Uniswap, the largest decentralized exchange on Ethereum, supports Polygon (alongside rival scaling solutions Optimism and Arbitrum), meaning that traders can rely on the network to process cheap transactions.
About $82 million is locked up in the Polygon version of Uniswap. While sizeable, that’s small potatoes considering Uniswap’s total TVL of $6.24 billion, of which $6 billion sits on Ethereum.
The largest decentralized exchange on Polygon is Quickswap, which supports $359 million in TVL. But lots of big names from Ethereum have also set up shop on Polygon, including Curve, Sushi, Balancer and PoolTogether.
To use all of these, you’ll need to use MATIC, the platform’s gas token. It’s the equivalent of using ETH to pay for Ethereum’s transaction fees. As of August 2022, average gas fees are about $0.003, or well above Ethereum's average gas fee of $0.8, as of this writing.

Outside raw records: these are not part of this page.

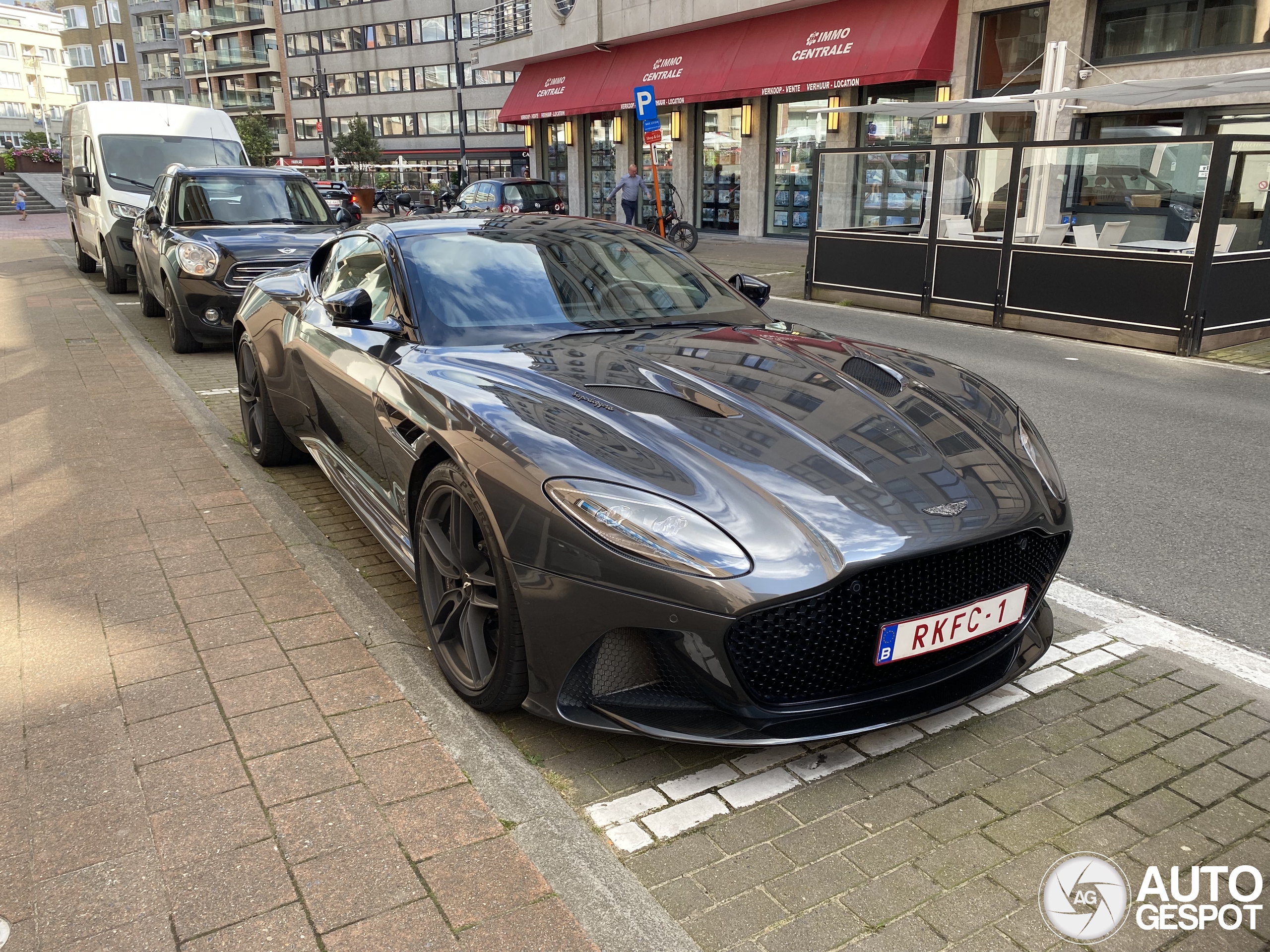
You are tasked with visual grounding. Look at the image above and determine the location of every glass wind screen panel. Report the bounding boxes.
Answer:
[939,149,1011,241]
[816,151,931,238]
[1214,142,1270,254]
[975,4,1049,93]
[1017,141,1213,251]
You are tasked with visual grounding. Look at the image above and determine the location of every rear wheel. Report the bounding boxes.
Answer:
[414,462,528,711]
[667,221,697,251]
[163,282,203,354]
[102,240,128,295]
[71,232,97,274]
[236,334,301,466]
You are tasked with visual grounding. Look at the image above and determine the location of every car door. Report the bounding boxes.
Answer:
[290,235,409,556]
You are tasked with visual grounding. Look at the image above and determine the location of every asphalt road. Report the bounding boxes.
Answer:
[764,298,1270,651]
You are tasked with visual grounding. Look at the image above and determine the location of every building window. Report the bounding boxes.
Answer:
[1093,0,1270,61]
[66,43,94,67]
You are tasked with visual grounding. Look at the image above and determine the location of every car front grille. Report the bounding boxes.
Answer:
[726,530,1071,706]
[225,258,304,291]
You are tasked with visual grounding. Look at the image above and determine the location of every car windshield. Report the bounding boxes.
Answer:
[503,181,559,202]
[174,174,334,225]
[100,136,247,192]
[401,226,763,347]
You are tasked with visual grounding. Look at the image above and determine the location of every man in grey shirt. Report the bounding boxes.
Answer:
[606,165,653,225]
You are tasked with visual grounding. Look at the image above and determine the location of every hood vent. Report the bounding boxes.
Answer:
[587,383,723,419]
[842,357,904,397]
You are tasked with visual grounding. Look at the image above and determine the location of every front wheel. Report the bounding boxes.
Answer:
[665,221,697,251]
[414,462,528,712]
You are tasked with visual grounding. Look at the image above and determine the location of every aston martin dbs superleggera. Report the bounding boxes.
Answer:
[234,215,1072,745]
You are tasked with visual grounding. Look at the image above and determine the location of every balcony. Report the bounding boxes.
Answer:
[472,0,533,46]
[187,89,282,113]
[137,62,181,80]
[181,48,270,76]
[177,4,272,33]
[132,27,178,43]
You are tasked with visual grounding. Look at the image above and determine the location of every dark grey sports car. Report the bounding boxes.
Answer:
[234,215,1072,745]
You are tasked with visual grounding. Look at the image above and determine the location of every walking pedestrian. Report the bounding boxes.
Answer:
[606,164,653,225]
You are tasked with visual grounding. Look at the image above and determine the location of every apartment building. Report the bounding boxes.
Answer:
[0,5,75,147]
[57,0,141,102]
[472,0,1270,238]
[177,0,291,155]
[279,0,527,178]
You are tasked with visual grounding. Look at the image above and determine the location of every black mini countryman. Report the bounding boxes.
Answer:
[132,165,352,354]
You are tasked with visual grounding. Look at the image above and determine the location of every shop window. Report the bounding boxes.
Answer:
[701,105,740,232]
[1093,0,1270,61]
[767,97,828,235]
[587,119,619,221]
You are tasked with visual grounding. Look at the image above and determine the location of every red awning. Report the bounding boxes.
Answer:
[499,0,957,122]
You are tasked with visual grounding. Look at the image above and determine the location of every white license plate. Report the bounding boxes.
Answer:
[874,585,1027,664]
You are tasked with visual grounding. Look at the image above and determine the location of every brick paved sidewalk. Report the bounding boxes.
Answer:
[0,240,594,952]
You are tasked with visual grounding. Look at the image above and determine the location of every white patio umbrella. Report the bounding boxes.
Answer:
[1026,68,1270,105]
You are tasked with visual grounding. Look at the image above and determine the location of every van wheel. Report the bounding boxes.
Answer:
[102,241,128,295]
[71,231,97,274]
[163,282,203,354]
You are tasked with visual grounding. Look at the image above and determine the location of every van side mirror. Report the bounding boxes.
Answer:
[71,165,97,197]
[322,288,371,327]
[728,274,772,307]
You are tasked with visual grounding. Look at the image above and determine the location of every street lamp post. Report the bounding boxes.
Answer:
[189,29,216,109]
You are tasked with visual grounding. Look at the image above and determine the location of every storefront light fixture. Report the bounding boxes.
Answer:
[935,86,952,129]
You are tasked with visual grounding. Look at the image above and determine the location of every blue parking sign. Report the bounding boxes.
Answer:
[635,85,662,132]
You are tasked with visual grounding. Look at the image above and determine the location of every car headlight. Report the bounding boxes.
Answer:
[177,241,221,278]
[107,202,143,218]
[1018,410,1067,499]
[545,480,753,579]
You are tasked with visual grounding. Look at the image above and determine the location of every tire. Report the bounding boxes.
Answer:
[665,221,697,251]
[234,334,302,466]
[414,462,528,714]
[71,231,97,274]
[137,260,166,317]
[102,240,128,295]
[163,282,203,354]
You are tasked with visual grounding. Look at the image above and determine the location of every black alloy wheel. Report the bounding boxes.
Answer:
[414,462,527,711]
[236,334,301,466]
[163,281,203,354]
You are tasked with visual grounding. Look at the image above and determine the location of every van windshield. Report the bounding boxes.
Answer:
[100,136,247,192]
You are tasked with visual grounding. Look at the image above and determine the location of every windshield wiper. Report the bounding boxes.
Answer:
[105,172,155,192]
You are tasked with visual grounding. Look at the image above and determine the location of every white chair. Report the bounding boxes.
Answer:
[1213,225,1240,255]
[1036,225,1068,245]
[1072,225,1098,247]
[1098,221,1129,249]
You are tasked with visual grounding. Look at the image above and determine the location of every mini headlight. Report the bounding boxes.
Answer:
[177,241,221,278]
[107,202,142,218]
[545,480,753,579]
[1018,410,1067,499]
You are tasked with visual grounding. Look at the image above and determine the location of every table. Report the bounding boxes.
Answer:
[1115,238,1195,254]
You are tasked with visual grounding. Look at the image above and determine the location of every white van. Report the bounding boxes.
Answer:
[62,102,250,295]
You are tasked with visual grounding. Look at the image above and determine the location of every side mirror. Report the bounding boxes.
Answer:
[728,274,772,307]
[322,288,371,327]
[71,165,97,197]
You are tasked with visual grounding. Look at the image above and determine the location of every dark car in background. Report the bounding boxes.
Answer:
[132,165,353,354]
[234,213,1072,745]
[454,179,565,215]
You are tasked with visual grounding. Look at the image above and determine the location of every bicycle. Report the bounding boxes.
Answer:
[648,185,697,251]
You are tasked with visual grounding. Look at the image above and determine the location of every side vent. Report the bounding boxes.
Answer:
[587,383,723,419]
[842,357,904,397]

Whether Polygon remains an important scaling solution depends on the future of Ethereum. The network, still the largest one that supports smart contracts, massively changed in September 2022 after it merged to proof-of-stake – the same technology that powers Polygon’s chain. After, Ethereum will eventually add plasma chains, similar to how Polygon works.
However, it’s still too early to determine whether Ethereum co-founder Vitalik Buterin was right when he said that scaling solutions will continue to complement Ethereum, rather than being cast by the wayside after Ethereum upgrades its protocol.